ビリギャル



この映画、名古屋が出てくるんだって〜と教えられ観賞。見終わってすぐ、どうだった?と聞かれ「名古屋映画じゃなく名古屋が舞台の映画だね」と言ったら笑われてしまった。いやそりゃあ、そういう映画なんだから、それでいいんだけども。
冒頭に早速プリンセス大通りが。私が高校生だった20年以上前、あの辺りにはカラオケやらディスコやらたくさんあって、やっぱり学校帰りに遊んでたから、懐かしかった。

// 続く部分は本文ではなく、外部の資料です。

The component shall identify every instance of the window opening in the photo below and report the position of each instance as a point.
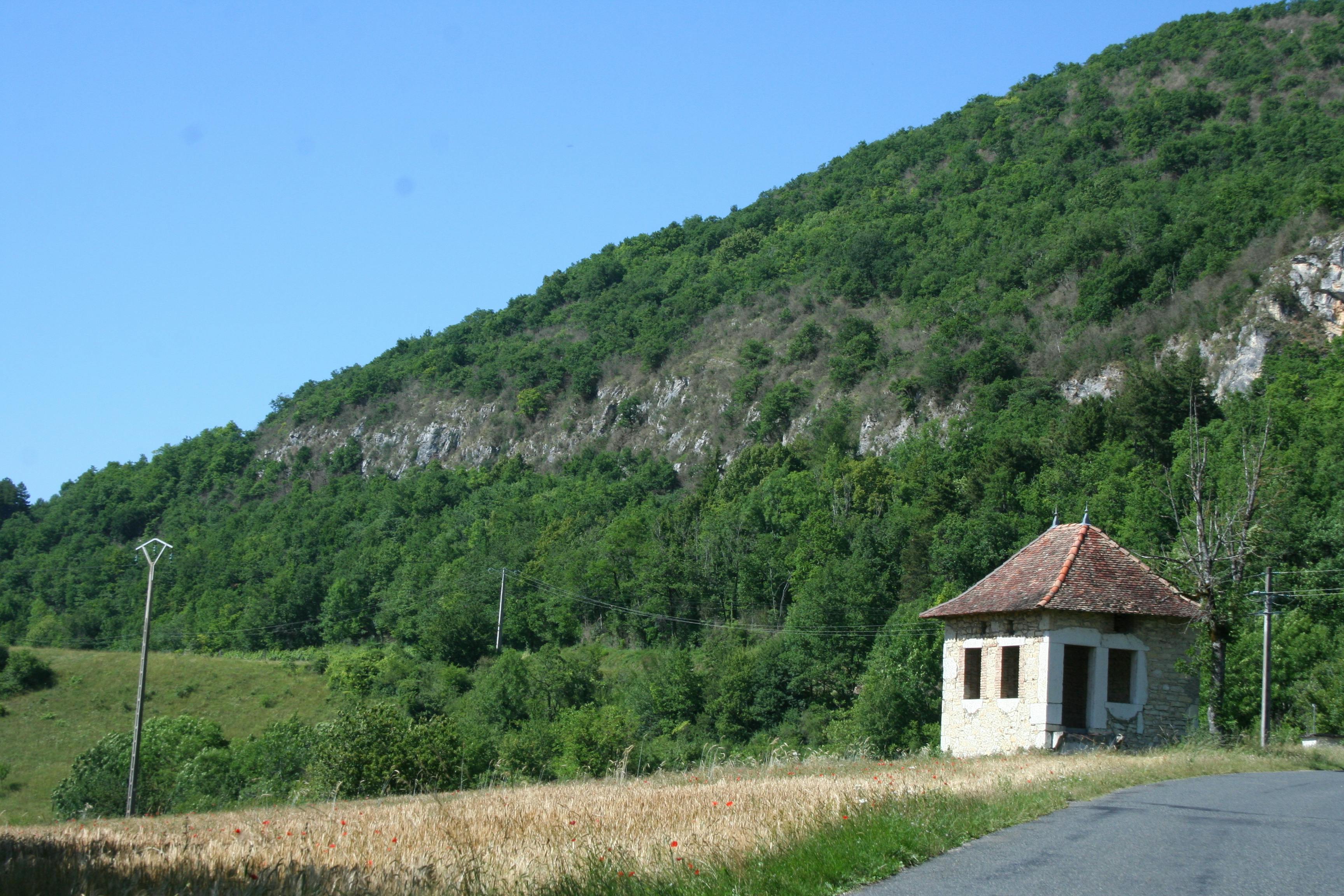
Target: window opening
(1120, 671)
(972, 688)
(1077, 662)
(1008, 674)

映画は上京する主人公が新幹線で一人、故郷の土手を越える辺りで終わる。私なんて一人っ子だからか両親が東京まで着いてきたものだけど、あっさりしてて羨ましいと思う。
作中の彼女が佇み行き帰りする土手、あの川は恐らく私の実家の近くも流れている川。あの辺りからは遠くに名駅の高層ビルが見え、川を一本渡るごとに都会(名古屋市中心部)に近付く。目に見える都会(名古屋)と見えない都会(東京)とがあり、私もそうだけれど主人公も「都会」に出る度に少しずつ楽になった…はずなんだけど、この映画には「名古屋」や「東京」に対する思い入れのようなものは一切無い。その拘りの無さも「両親が着いてこない」ことに繋がってるんだな。

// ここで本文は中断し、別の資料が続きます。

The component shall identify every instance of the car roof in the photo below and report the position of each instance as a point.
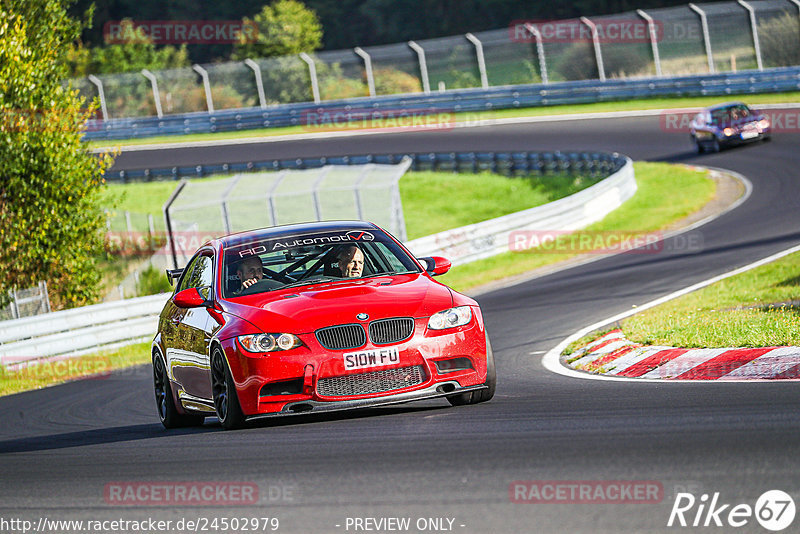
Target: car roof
(296, 229)
(725, 105)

見ながらふと「リテラシー」という言葉が思い浮かんだ。伊藤淳史演じる塾講師がやりとりの後に背後の本棚から適した本を抜き取って渡す、あの画がよかった。彼の「脳内」をそのまま表しているようで。
また映画の中における「肉筆」を見るのが好きな私としては、主人公と先生、二人の筆跡が出てくるのが楽しかった。役者さん本人が書いたのかな?どちらもいかにもあのキャラクターが書きそうな文字だった。あんな「受験英語」的な筆記体って!


それにしても、「現代」を舞台としながら妻が夫に敬語で話す映画を見るのは嫌なものだ。そういう家庭もある、とかそういう話じゃなく。この前に見たのが「暴力を振るわれているままじゃいけない」と大人が子どもに教える「私の少女」だっただけに余計、主人公の家庭の描き方には苦痛を感じた。